Said another former student, Wes Enzinna (’10)— himself now with Ed’s former magazine Harper’s: “I used to joke that Ed was my 65-year-old soul mate. He had the enthusiasm and curiosity of a kid—he was a kindred spirit and despite our difference in age, he was a friend as well as a mentor.”
Professor of the Graduate School Cynthia Gorney, a contributing writer for National Geographic who used to teach with him, said, “There was an extraordinary combination of kindness, wisdom, affection and mischief in Ed’s face—it was easy for me to see why students so loved working with him. He had the most wonderful laugh and madly high standards. And his writing was just glorious; I knew and admired his prose before I ever met him. I often thought about how lucky we were to have landed such a beautiful writer who also so loved to teach.”
Fellow lecturer, journalist and historian Adam Hochschild said, “I admired the grace of Ed’s writing, the way he wore his wide knowledge of the world so lightly and unobtrusively, his love of particular writers, like Camus, and the way his face crinkled up in delight when he talked about the successes of one or another of his students. He cared passionately about his teaching, and I heard nothing but enthusiasm about it from students of his who were later in classes of mine. I can’t believe he’s gone.”
Alum and lecturer Kara Platoni recalled being Ed’s next-door office neighbor in the downstairs warren that is known in North Gate Hall as “The Cave:” “I got to watch the miracle that happened every day in his office. People would come in sad and anxious and weird, wanting to talk about their homework—purportedly—but really about life and writing and craft and how hard it is to make beautiful things. And they would leave an hour (or sometimes, frankly, two) later with the air of people whose burdens had been lifted, or at least made lighter, because they were now shared with a friend and mentor. And it didn’t stop after work hours, or after graduation.
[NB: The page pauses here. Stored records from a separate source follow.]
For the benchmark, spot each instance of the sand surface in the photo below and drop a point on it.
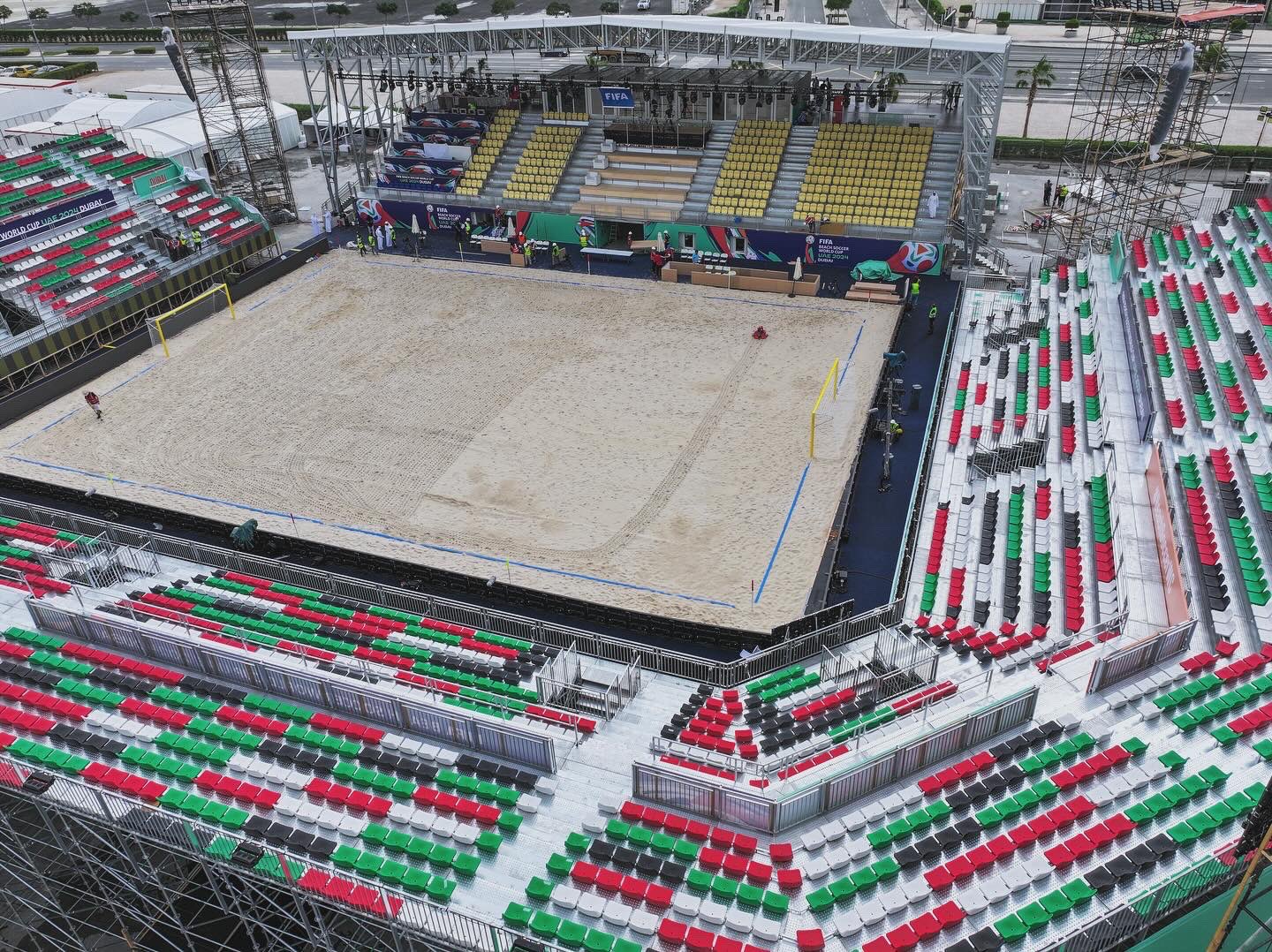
(618, 440)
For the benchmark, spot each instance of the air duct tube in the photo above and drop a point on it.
(170, 43)
(1177, 80)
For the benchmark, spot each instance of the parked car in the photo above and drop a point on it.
(1135, 72)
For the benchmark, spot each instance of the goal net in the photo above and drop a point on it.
(184, 315)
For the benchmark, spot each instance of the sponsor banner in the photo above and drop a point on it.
(617, 98)
(390, 179)
(45, 219)
(424, 167)
(147, 185)
(1162, 530)
(422, 136)
(1130, 319)
(739, 245)
(445, 121)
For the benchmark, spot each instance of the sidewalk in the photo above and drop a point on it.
(1055, 34)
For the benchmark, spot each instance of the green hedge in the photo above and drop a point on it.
(127, 36)
(69, 70)
(935, 9)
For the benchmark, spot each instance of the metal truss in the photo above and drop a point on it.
(1119, 92)
(245, 151)
(355, 72)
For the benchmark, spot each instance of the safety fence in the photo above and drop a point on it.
(1132, 922)
(590, 643)
(757, 810)
(68, 800)
(323, 688)
(98, 562)
(1126, 662)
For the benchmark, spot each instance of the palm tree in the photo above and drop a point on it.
(1041, 75)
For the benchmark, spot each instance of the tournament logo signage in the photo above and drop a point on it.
(46, 217)
(617, 98)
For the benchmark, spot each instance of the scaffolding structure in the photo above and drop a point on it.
(355, 77)
(1113, 185)
(83, 870)
(223, 60)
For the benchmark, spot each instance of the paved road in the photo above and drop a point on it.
(1254, 87)
(873, 13)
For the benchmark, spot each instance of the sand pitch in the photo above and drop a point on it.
(624, 442)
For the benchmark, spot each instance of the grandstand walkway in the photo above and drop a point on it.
(874, 530)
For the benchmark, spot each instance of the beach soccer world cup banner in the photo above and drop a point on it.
(617, 98)
(840, 251)
(45, 219)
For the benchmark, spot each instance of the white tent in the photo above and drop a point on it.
(89, 112)
(22, 106)
(181, 136)
(340, 118)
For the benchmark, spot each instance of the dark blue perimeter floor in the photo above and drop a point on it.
(875, 525)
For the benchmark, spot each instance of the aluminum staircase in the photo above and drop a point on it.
(580, 164)
(790, 176)
(708, 170)
(938, 177)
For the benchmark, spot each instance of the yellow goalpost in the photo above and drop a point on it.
(832, 381)
(155, 324)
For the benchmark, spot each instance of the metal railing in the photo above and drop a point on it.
(916, 496)
(1126, 925)
(590, 643)
(1126, 662)
(304, 682)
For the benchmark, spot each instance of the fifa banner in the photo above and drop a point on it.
(416, 135)
(392, 179)
(617, 98)
(45, 219)
(447, 121)
(422, 167)
(840, 251)
(1162, 530)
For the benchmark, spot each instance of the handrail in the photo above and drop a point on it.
(592, 643)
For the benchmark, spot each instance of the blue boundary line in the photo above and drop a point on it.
(372, 533)
(612, 287)
(288, 287)
(849, 361)
(72, 413)
(781, 535)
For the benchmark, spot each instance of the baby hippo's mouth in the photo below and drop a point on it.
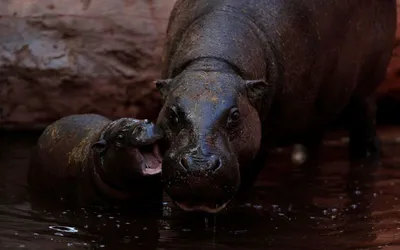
(149, 158)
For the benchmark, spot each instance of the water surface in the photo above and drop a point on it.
(338, 209)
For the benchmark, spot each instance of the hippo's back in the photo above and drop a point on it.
(62, 151)
(317, 54)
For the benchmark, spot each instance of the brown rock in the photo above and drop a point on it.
(61, 57)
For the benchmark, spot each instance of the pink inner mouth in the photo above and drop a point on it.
(151, 159)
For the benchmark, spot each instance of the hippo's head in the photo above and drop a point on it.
(127, 153)
(212, 132)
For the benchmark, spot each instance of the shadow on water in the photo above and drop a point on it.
(343, 207)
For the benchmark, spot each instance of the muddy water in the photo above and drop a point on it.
(341, 207)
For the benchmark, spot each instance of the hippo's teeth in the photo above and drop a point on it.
(156, 152)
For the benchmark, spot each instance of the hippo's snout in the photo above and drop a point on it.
(146, 133)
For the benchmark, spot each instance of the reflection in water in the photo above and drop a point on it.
(342, 207)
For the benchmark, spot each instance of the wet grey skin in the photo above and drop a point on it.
(240, 77)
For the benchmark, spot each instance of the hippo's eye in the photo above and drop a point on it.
(234, 115)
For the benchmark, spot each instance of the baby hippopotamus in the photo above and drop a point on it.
(242, 76)
(91, 160)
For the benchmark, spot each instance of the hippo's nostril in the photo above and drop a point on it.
(214, 163)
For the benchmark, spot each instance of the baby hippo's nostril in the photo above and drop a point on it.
(214, 163)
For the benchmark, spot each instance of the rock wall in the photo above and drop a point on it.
(60, 57)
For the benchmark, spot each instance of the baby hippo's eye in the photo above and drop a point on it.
(120, 140)
(234, 116)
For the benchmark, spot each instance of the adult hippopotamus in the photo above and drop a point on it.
(90, 160)
(243, 76)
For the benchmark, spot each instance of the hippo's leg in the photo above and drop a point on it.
(361, 121)
(312, 142)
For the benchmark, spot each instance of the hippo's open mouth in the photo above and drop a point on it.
(150, 159)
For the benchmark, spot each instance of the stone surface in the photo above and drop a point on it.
(60, 57)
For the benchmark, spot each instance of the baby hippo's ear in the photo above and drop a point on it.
(163, 86)
(256, 91)
(100, 146)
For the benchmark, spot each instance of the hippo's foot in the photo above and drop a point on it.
(369, 149)
(364, 144)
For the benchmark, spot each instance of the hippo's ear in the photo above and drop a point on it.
(162, 86)
(99, 146)
(256, 91)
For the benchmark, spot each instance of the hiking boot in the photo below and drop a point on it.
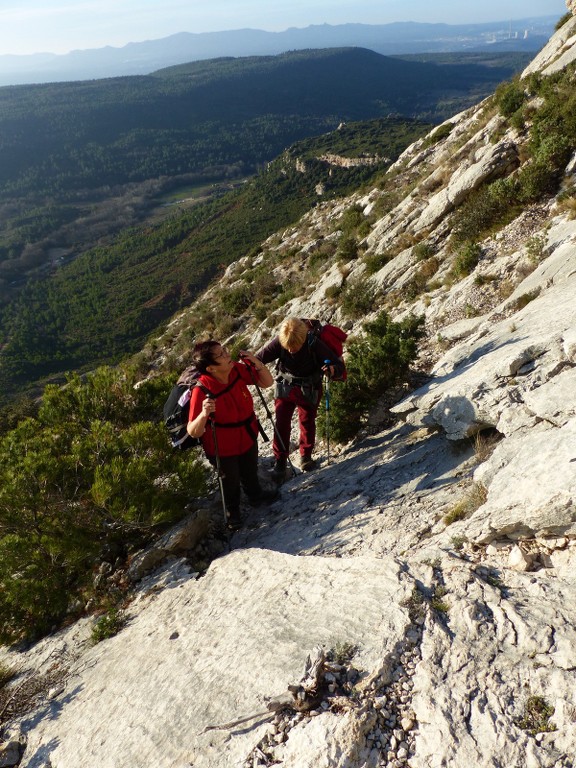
(279, 469)
(233, 520)
(307, 463)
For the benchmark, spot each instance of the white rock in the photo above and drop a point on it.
(519, 560)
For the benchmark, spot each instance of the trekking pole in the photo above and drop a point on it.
(268, 413)
(219, 472)
(327, 363)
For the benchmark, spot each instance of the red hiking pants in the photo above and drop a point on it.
(285, 407)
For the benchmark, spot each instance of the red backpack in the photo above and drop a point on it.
(333, 337)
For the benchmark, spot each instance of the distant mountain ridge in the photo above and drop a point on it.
(141, 58)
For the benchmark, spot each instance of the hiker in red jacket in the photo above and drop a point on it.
(222, 394)
(300, 367)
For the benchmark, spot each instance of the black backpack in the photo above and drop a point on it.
(177, 408)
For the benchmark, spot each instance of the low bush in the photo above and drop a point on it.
(93, 468)
(466, 260)
(376, 362)
(510, 97)
(357, 298)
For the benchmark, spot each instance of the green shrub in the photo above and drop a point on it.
(376, 362)
(422, 251)
(536, 717)
(509, 97)
(563, 20)
(491, 206)
(92, 467)
(237, 300)
(108, 625)
(351, 220)
(542, 174)
(466, 260)
(375, 261)
(6, 675)
(347, 248)
(357, 298)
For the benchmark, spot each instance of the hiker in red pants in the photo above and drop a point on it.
(301, 364)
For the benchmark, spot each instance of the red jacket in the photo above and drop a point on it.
(236, 425)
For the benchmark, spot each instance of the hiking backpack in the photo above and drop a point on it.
(333, 337)
(177, 409)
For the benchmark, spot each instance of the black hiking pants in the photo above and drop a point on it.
(239, 472)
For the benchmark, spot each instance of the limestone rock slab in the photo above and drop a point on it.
(208, 652)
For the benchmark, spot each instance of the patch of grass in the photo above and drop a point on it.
(485, 443)
(526, 298)
(474, 499)
(466, 260)
(6, 674)
(375, 261)
(342, 653)
(437, 602)
(536, 717)
(108, 625)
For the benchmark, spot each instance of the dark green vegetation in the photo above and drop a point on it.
(104, 304)
(548, 130)
(83, 160)
(377, 362)
(91, 475)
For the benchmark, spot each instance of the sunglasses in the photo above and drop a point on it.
(224, 353)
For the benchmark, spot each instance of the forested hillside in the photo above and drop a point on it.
(82, 162)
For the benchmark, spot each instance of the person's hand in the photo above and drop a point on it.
(208, 407)
(248, 357)
(328, 370)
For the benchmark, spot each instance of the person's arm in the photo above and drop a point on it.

“One of the most amazing things I’ve heard over the past few days is how many people—near and far, alums from many years ago—had plans to do something with Ed that were just around the corner: to go on a swim, to meet up for a drink, to get advice on a story, to exchange a punk rock mix tape, to talk about the world and everything in it. Here’s my advice for anyone who wants it: Do it anyway. Raise a glass, go out on the water, listen to something loud, write something beautiful for Ed. Rage on.”
Ed was born in Butte, Mont., and became an author to whom writing came naturally. Long-time friend and colleague Mark Dowie, who has taught science, environmental reporting, and foreign correspondence at Berkeley Journalism, told the Montana Standard: “He was one of the best writers, one of the best wordsmiths of the English language. What’s surprising is his education was limited. He’s a self-taught autodidact who became an absolute master of the English language on his own.”
Ed was also a playwright, poet and co-writer and co-producer of a documentary film shot in Super 16mm, called Butte, America on the iron workers, engineers, teachers, priests, miners, and their families who fled to the copper-rich mountains of Montana in the early 1900s. The film aired on Independent Lens in 2009. His most recent non-journalism publications include two fine press books, both collaborations with visual artists and both published in early 2017.
Ed is survived by his partner (and mother of his children) Susan Barnes, his children Ezra Lange and Kate Barnes; sisters Suzanne Dobb, Debbie Dobb, Ellen Simon and Maggie Dobb, and grandchildren Mila Barnes-Bukher, Sydney Lange, Emmylou Lange, Greta Barnes-Bukher and Lincoln Lange.
A memorial service will be held at Berkeley Journalism in the fall.